Geopolityka wpływa na zamówienia
Ireneusz Karaśkiewicz uważa jednak, że po wygranej Donalda Trumpa w amerykańskich wyborach prezydenckich i zachęcającym do reindustrializacji Europy raporcie Maria Draghiego zmieni się podejście polityków do dekarbonizacji. Jego zdaniem wpłynie to na strukturę portfela stoczniowych zamówień - zmniejszyć się może np. zapotrzebowanie na jednostki związane z projektami offshore. Ekspert zwraca uwagę, że m.in. Shell i BP ostatnio mocniej angażują się w projekty związane z wydobyciem paliw kopalnych, prowadząc przegląd inwestycji offshore'owych. Przypomina też, że w grudniu 2024 r. w duńskiej aukcji na budowę farm wiatrowych nie było chętnych, mimo że dotychczas kraj ten przodował w realizacji tego typu inwestycji. W Szwecji i Estonii zastrzeżenia pod adresem wiatraków zgłasza wojsko, obawiając się zakłócania sygnałów systemów obronnych. Z tego powodu Szwedzi w listopadzie ubiegłego roku anulowali trzynaście projektów budowy morskich farm.

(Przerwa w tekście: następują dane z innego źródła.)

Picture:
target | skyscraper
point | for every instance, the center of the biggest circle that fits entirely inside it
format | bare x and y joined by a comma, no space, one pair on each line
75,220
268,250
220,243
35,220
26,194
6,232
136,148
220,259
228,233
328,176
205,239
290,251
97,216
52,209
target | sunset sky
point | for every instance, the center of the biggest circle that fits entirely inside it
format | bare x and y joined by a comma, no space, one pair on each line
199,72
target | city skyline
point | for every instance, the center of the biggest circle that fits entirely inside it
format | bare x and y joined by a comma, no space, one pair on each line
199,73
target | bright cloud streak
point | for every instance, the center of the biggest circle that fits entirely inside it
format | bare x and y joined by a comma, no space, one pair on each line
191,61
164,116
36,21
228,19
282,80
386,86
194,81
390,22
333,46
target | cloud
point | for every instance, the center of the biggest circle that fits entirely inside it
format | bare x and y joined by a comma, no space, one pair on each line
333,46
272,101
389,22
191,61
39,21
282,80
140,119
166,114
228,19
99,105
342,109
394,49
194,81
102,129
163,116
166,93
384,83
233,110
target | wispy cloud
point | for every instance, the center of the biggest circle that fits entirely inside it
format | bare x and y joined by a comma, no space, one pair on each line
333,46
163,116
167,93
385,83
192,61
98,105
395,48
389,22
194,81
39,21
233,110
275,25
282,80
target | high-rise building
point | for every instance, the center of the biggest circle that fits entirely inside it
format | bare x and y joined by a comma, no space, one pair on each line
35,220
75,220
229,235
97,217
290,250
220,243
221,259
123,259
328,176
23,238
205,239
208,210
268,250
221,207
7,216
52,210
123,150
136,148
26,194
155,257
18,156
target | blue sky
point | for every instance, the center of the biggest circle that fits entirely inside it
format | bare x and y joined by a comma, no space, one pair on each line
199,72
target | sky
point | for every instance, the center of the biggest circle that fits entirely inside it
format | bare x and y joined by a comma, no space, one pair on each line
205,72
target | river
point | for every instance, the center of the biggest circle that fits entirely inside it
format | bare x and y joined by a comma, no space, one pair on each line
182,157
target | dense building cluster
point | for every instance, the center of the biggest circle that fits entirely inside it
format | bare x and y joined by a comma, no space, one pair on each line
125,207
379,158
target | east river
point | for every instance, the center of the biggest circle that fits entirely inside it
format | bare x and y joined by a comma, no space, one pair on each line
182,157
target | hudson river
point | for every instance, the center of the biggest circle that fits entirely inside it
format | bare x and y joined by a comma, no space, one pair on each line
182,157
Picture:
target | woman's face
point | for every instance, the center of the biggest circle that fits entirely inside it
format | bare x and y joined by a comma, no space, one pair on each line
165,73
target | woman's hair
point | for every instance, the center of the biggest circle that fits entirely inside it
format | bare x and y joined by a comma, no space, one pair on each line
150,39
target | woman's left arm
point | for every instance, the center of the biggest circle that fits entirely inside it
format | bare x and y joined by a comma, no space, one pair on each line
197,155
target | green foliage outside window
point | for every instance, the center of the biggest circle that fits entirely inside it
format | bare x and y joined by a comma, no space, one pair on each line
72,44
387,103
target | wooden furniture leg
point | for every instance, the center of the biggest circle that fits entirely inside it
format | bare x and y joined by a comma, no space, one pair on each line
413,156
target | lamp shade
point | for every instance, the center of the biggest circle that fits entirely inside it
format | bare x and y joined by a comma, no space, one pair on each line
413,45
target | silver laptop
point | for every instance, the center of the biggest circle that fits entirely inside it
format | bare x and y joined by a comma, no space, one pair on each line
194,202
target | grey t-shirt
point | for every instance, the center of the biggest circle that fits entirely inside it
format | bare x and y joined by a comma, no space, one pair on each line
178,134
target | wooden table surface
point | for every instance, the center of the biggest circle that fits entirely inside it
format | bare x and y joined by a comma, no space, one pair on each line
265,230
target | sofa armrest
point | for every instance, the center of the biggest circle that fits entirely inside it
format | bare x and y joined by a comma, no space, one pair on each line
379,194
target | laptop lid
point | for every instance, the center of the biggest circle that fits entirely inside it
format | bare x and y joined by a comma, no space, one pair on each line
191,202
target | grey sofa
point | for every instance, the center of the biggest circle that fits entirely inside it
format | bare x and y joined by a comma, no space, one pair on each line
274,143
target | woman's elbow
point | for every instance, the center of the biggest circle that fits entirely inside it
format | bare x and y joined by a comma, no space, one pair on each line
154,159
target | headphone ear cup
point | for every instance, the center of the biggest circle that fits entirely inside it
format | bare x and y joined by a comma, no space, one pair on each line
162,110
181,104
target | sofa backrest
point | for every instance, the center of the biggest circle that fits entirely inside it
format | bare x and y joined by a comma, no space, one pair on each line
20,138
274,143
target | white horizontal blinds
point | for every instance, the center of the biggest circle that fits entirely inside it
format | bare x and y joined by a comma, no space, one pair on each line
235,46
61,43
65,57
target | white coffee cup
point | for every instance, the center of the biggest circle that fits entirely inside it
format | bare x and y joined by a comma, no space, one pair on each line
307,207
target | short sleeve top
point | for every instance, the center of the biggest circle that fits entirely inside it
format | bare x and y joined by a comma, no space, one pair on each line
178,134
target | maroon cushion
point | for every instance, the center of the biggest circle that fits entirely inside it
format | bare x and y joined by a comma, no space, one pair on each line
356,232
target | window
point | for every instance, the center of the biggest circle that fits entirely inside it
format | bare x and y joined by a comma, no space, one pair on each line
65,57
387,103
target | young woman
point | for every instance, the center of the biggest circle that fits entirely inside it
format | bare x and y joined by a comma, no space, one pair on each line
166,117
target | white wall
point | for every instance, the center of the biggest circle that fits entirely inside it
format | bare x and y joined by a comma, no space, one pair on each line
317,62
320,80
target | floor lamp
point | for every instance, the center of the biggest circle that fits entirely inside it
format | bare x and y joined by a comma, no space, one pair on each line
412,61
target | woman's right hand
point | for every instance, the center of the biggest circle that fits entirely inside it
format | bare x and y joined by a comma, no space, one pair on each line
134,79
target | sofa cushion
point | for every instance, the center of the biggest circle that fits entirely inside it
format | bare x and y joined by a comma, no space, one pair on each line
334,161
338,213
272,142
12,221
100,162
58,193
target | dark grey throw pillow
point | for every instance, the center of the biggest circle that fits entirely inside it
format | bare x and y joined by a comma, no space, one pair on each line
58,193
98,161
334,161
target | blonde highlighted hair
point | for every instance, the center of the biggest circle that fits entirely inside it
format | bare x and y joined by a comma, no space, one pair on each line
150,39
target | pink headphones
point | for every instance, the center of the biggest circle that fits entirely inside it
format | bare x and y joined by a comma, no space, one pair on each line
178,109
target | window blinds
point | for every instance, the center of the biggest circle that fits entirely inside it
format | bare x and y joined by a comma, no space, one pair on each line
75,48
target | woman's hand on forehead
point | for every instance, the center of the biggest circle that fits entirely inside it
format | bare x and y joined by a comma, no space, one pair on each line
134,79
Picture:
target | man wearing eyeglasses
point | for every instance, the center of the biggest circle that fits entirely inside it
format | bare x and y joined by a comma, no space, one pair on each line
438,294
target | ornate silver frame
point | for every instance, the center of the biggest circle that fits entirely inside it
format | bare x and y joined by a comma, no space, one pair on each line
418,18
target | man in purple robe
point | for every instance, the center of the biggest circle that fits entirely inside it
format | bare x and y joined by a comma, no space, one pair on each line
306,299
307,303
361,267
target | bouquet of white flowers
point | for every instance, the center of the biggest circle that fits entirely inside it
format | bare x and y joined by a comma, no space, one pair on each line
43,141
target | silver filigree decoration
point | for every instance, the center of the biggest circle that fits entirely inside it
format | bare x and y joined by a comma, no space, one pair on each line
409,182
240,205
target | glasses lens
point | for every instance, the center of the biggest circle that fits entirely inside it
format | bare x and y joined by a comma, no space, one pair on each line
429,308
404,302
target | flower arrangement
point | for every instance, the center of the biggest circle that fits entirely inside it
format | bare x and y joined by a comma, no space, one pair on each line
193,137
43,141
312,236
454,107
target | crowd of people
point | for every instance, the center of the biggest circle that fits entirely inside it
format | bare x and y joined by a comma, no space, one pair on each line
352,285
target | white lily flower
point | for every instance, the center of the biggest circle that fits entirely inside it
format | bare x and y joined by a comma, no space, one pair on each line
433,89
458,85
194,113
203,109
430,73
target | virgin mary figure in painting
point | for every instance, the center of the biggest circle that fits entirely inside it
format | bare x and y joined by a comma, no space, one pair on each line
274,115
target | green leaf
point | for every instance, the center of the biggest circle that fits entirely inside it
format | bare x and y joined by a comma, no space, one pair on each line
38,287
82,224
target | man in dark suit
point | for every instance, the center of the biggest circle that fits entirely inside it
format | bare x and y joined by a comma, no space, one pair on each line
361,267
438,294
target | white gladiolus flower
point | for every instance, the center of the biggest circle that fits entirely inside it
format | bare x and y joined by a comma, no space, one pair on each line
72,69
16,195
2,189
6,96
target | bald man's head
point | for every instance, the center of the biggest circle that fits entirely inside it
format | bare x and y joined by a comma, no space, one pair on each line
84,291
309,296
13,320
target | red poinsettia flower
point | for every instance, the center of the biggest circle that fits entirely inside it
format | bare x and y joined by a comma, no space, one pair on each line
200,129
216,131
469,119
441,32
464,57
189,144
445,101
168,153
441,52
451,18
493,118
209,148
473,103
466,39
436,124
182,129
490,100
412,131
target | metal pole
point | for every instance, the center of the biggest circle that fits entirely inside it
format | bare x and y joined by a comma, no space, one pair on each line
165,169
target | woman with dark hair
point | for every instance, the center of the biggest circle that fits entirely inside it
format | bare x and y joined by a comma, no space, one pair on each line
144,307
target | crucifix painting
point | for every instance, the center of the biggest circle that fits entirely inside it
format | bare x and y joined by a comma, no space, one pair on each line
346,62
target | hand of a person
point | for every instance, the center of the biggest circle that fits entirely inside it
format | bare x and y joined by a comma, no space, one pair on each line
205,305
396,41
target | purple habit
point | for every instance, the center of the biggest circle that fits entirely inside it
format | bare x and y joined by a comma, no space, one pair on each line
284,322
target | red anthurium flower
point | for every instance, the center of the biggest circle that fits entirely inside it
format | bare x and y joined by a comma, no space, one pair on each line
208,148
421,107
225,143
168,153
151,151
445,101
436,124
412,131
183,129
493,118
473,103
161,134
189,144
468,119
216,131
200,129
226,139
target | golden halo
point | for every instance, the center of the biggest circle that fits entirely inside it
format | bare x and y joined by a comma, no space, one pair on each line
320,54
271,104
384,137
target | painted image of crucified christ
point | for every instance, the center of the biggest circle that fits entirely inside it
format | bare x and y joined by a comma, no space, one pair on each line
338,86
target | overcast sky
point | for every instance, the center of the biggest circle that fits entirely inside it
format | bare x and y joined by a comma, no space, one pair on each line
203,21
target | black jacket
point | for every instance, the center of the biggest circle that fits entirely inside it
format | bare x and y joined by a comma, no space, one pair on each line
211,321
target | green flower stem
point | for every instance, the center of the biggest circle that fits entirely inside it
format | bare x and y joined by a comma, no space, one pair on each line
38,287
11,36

- Jest za wcześnie, by mówić o odwrocie, ale z pewnością musimy liczyć się z ograniczeniem tego typu inwestycji – uważa Ireneusz Karaśkiewicz, nie spodziewając się jednak kryzysu.
Polskie stocznie nie odstają od konkurencji
W Polsce działają dwie duże grupy stoczniowe: Remontowa Holding w Gdańsku oraz Crist w Gdyni. Żadna z nich nie ustępuje zagranicznym konkurentom, obie mają wiele zamówień na najbliższe lata.
- W holdingu są dwie stocznie. Remontowa Shipbuilding buduje sześć jednostek, w tym pięć okrętów i prom elektryczny. Buduje też duży blok kadłuba promu ro-pax, którego generalnym wykonawcą jest Gdańska Stocznia Remontowa [GSR - red.] – informuje Grzegorz Landowski z Remontowej Holding.
Łącznie grupa realizuje zamówienia na trzy promy pasażersko-samochodowe dla polskich armatorów. Pierwotnie rząd PiS zamówił je w stoczni w Szczecinie, ale po położeniu stępki nie udało się ich nawet zaprojektować. Ostatecznie kontrakt trafił do stoczni z Gdańska. Arkadiusz Marchewka, wiceminister infrastruktury, spodziewa się, że pierwsza jednostka wkrótce będzie gotowa. Niestety są problemy z pieniędzmi na zakup dwóch pozostałych. Wiceminister zapewnia jednak, że w I kwartale zostaną określone źródła finansowania, by armatorzy mogli odnowić bałtycką flotę.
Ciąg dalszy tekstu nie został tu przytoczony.